Hace unos días salí de mi piso, cerré la puerta y en ese mismo instante me di cuenta de que había dejado las llaves dentro. Afortunadamente tenía el móvil y llamé a una de mis hijas para que me trajera las suyas. Mientras llegaba, sentada en las escaleras, me dio por escribir esta, digamos reflexión o lo que sea.
OFICIO DE PERDERSE
Hay quien, como yo, tiene tendencia a perderse y otros que, a pesar de la brújula y las mejores intenciones, no consiguen encontrar el camino.
Puede que sea mala voluntad por nuestra parte porque, en el fondo, perderse es una de las pocas cosas que nos hace sentir que existimos más allá de lo prescrito.
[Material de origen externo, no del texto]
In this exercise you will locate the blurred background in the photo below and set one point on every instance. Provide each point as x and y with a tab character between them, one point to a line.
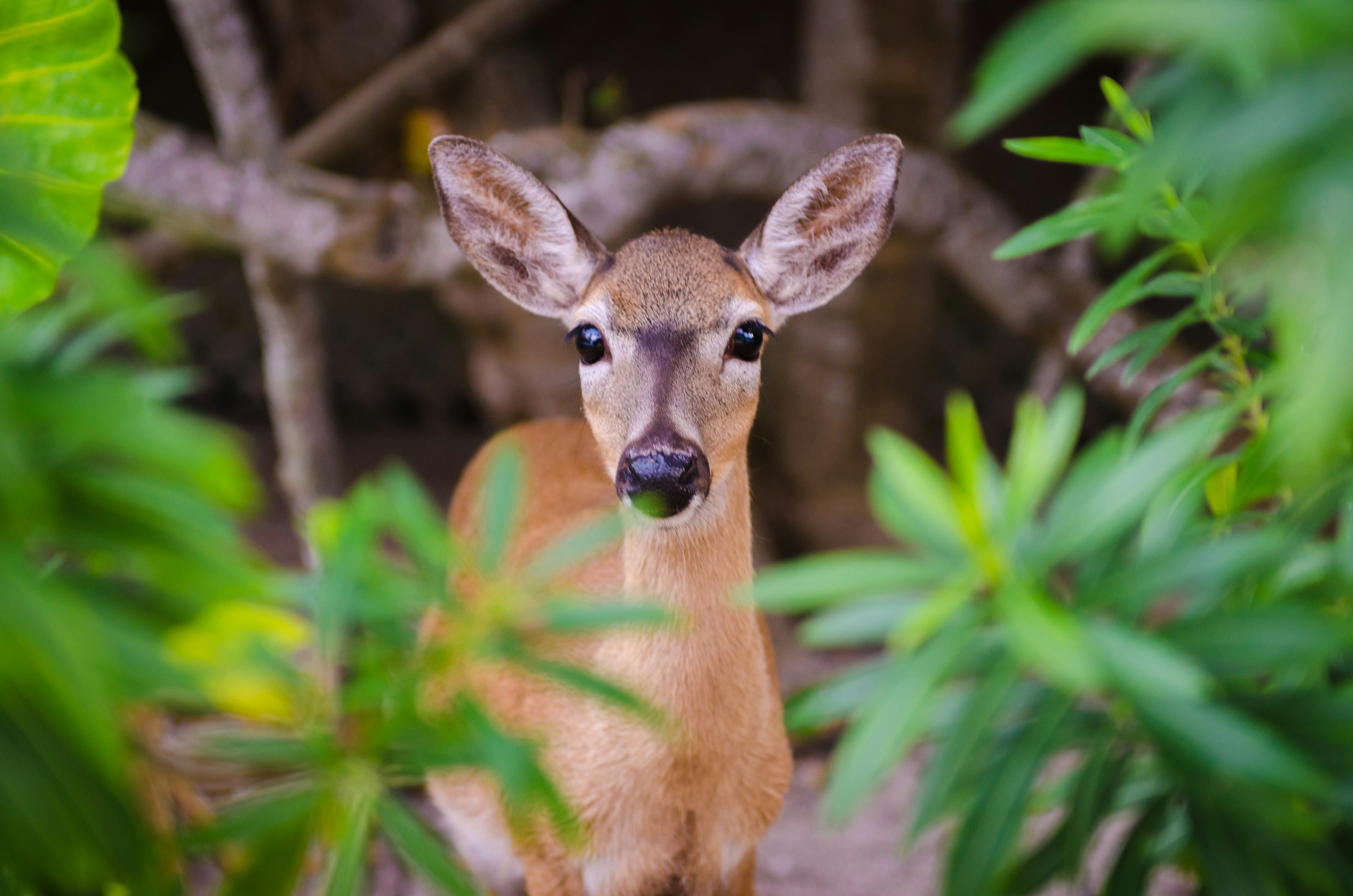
427	371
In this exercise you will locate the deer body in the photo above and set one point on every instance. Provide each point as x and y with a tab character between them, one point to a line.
669	332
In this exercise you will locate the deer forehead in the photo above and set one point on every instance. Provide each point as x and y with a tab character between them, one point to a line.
674	283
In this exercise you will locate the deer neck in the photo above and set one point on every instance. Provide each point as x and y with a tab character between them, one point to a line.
696	569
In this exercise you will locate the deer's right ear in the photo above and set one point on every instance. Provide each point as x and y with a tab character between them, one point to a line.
512	228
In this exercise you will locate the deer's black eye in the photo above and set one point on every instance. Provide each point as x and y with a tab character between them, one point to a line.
591	346
747	340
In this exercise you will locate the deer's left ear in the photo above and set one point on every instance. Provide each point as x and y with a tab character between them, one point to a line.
827	227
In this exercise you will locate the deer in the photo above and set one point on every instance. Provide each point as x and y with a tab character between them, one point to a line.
669	332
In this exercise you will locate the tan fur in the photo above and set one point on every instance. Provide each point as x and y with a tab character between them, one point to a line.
674	811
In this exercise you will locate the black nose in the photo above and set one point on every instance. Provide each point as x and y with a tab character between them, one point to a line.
662	480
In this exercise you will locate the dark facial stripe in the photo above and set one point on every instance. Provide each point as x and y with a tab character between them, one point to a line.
665	350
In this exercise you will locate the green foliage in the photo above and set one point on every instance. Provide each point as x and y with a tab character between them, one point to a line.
66	130
117	523
375	708
1164	611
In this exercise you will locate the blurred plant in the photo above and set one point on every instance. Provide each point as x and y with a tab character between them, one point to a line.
66	130
117	523
371	708
1172	619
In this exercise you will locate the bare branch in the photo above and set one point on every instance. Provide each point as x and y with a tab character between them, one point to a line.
221	47
391	235
440	56
232	75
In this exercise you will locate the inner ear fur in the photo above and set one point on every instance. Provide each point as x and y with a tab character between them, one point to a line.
512	227
827	227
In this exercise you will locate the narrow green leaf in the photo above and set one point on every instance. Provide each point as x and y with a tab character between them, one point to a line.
1144	665
894	718
346	873
577	546
1144	346
583	615
824	579
1136	859
1107	492
274	864
837	699
1048	638
989	832
1113	141
935	611
1263	639
1092	798
423	851
585	682
1156	400
1136	121
1063	149
921	507
1217	741
1041	446
500	504
1125	291
1077	220
958	753
857	623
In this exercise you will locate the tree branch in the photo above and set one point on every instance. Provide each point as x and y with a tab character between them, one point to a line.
386	93
218	40
390	235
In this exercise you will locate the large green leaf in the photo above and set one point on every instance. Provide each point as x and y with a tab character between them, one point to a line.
67	99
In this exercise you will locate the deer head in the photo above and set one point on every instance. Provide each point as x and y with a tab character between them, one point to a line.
670	328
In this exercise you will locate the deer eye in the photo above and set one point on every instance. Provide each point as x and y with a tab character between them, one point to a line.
589	343
747	340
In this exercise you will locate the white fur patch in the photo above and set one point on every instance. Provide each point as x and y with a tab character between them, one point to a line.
512	228
827	227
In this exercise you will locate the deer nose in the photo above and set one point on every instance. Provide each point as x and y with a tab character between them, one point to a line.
662	480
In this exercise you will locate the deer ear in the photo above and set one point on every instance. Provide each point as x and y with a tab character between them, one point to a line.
512	228
827	227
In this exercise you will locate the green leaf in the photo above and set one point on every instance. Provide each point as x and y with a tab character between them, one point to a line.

Y todo esto porque me he dejado las llaves y no hay manera: ni sésamo ábrete ni tarjeta de plástico sirven de nada ante esta contumaz cerradura.
Vendrán a rescatarme desde un norte con mar y yo prometeré ser más cuidadosa mientras cruzo los dedos, no sea que me caiga algún rayo.
Esta escalera no sube al cielo, como dicen lo hacía al de Jacob, pero la ventana de cristal esmerilado augura, al menos, una claridad prolongable. Basta, me dice, con pulsar el botón de la pared.
Y yo, a todas estas, recordando mis cotidianos deseos de amaneceres propicios para nuevas tentativas de perderme.
Lástima que no me quede un solo palo de ciego para regalar; ni siquiera una venda en los ojos-ya hace tiempo que se han caído todas, algunas inútilmente- Pero todo se andará.
Por lo pronto esta escalera se ha posesionado de mí, o yo de ella-no hay que ponerse a discutir ahora- aunque es cierto que sus escalones no parecen conmoverse con mi peso y mi espera.
Nada que objetar. Ella tiene su oficio y yo el mío que, como saben, no es otro que perderme.